Mangos & Coconuts can effect access
Having established that there is no internet access a new plan has to be put in operation, get connected.
The day of connection had arrived, 5 Filipino workmen stood in the garden and surveyed the area for a best route of connection and where to run the cable. James translated the surveyors opinion, “a wooden post is needed”, to me this translated as we need to install our own telegraph pole.
After going through possible options such as using one of the trees, it was pointed out that this is not an option as they are mango and coconut trees, the problem would be that the mango’s and coconuts would fall onto the line.
After a few futile attempts at suggesting possible solutions like installing some kind of coconut deflection mechanism it was made very clear that this inventive approach would not be cost efficient, indeed even if it worked.

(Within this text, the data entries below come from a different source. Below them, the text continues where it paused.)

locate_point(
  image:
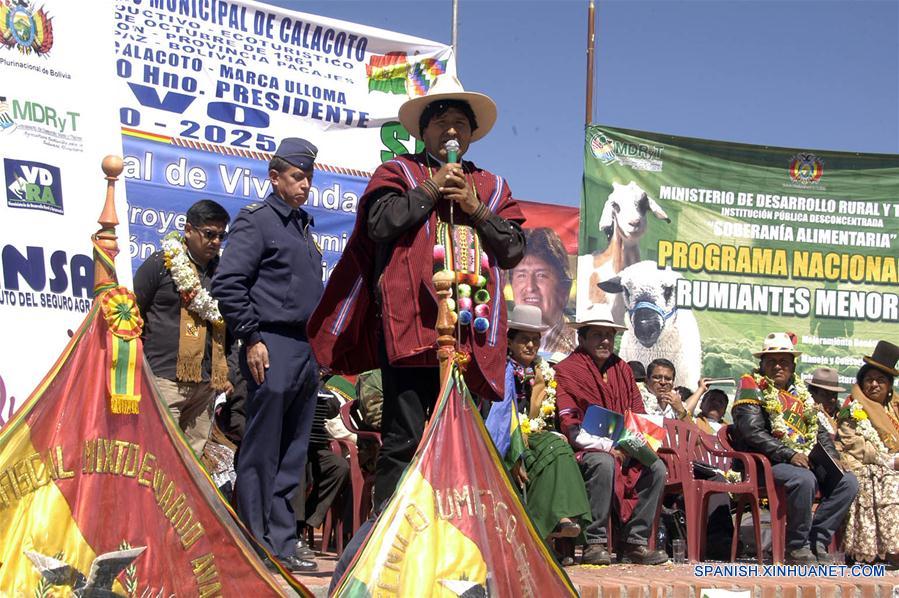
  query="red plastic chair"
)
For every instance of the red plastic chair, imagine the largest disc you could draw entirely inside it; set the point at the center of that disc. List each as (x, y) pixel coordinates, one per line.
(361, 481)
(684, 444)
(777, 502)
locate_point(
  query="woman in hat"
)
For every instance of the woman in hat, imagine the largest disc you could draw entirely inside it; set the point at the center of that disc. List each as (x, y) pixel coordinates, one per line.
(868, 440)
(546, 468)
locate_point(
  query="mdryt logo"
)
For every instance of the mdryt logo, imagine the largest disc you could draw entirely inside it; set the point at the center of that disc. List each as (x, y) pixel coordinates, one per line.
(806, 169)
(603, 149)
(33, 185)
(24, 28)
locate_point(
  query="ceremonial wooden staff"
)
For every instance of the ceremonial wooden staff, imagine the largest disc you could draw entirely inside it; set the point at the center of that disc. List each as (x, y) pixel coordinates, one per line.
(105, 240)
(591, 43)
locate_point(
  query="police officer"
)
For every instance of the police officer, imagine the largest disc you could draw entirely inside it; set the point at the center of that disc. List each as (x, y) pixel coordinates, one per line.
(268, 282)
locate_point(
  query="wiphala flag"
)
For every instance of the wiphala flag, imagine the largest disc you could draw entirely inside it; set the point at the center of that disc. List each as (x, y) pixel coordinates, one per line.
(99, 492)
(455, 526)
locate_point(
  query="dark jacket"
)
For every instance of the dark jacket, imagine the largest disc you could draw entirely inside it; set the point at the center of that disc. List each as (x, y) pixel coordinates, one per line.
(752, 432)
(270, 273)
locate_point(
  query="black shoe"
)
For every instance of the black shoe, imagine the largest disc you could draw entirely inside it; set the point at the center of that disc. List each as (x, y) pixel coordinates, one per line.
(595, 554)
(641, 555)
(801, 556)
(567, 529)
(303, 551)
(293, 564)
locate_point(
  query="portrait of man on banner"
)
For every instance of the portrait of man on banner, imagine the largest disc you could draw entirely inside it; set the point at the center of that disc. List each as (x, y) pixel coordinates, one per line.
(543, 278)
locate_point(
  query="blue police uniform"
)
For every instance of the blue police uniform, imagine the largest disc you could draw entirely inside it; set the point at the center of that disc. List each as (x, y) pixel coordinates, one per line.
(268, 282)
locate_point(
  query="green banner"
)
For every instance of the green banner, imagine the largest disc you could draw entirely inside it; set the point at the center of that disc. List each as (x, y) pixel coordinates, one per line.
(701, 248)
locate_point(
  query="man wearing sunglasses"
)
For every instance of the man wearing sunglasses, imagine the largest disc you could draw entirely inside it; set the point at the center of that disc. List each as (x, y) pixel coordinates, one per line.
(185, 350)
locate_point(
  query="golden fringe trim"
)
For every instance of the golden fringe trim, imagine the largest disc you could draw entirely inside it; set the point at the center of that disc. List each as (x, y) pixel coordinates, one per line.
(121, 404)
(188, 368)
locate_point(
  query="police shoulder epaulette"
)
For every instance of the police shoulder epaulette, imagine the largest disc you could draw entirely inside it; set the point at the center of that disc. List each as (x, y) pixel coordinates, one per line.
(746, 402)
(252, 207)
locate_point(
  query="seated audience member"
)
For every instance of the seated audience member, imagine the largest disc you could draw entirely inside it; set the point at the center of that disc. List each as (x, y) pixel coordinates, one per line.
(775, 415)
(711, 410)
(660, 384)
(824, 387)
(543, 278)
(868, 439)
(326, 472)
(185, 340)
(547, 470)
(594, 375)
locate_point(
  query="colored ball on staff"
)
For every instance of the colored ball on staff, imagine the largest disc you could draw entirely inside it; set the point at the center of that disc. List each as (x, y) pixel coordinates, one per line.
(481, 325)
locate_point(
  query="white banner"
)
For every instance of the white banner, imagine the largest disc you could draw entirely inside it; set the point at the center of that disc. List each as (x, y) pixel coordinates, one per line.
(243, 75)
(58, 119)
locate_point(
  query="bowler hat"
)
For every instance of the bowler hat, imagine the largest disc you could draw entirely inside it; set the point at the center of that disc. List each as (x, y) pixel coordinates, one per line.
(600, 315)
(298, 152)
(826, 378)
(528, 318)
(448, 87)
(779, 342)
(884, 358)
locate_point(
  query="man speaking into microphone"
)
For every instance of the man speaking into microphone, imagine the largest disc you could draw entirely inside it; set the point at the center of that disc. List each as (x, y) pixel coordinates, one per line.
(422, 213)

Now we had agreed that the survey was clear and internet connection was possible subject to having a telegraph pole all was well.
Our new plan required us to purchase the aforementioned pole and installing that prior to the engineers re-visiting.
We got our pole, instead of the expected wooden telegraph pole we opted for a more manageable scaffold pole, Beth’s brother dug the hole, cemented the foundations and installed the pole. All this was done leaving little time between the cement foundations setting and the engineers visit, I admit I did have my fingers crossed when the engineer started his accent on the ladder which was now fully dependent on the pole’s sturdiness.
All went well and the cable was installed with all the accompanying boxes, router and telephone. The engineers and a few locals suddenly went into a deep serious conversation, “we’ll be back tomorrow,there is a fault with the line and our company doesn’t pay overtime, see you tomorrow at 9 am”.
Well, I simply nodded in courteous acknowledgment to the proposal and could do no more than wait.
Saturday morning 9 am, true to their promise the engineers arrived, at one point I counted nine people in my front room, two of which where inquisitive neighbours, why so many engineers where needed I didn’t question.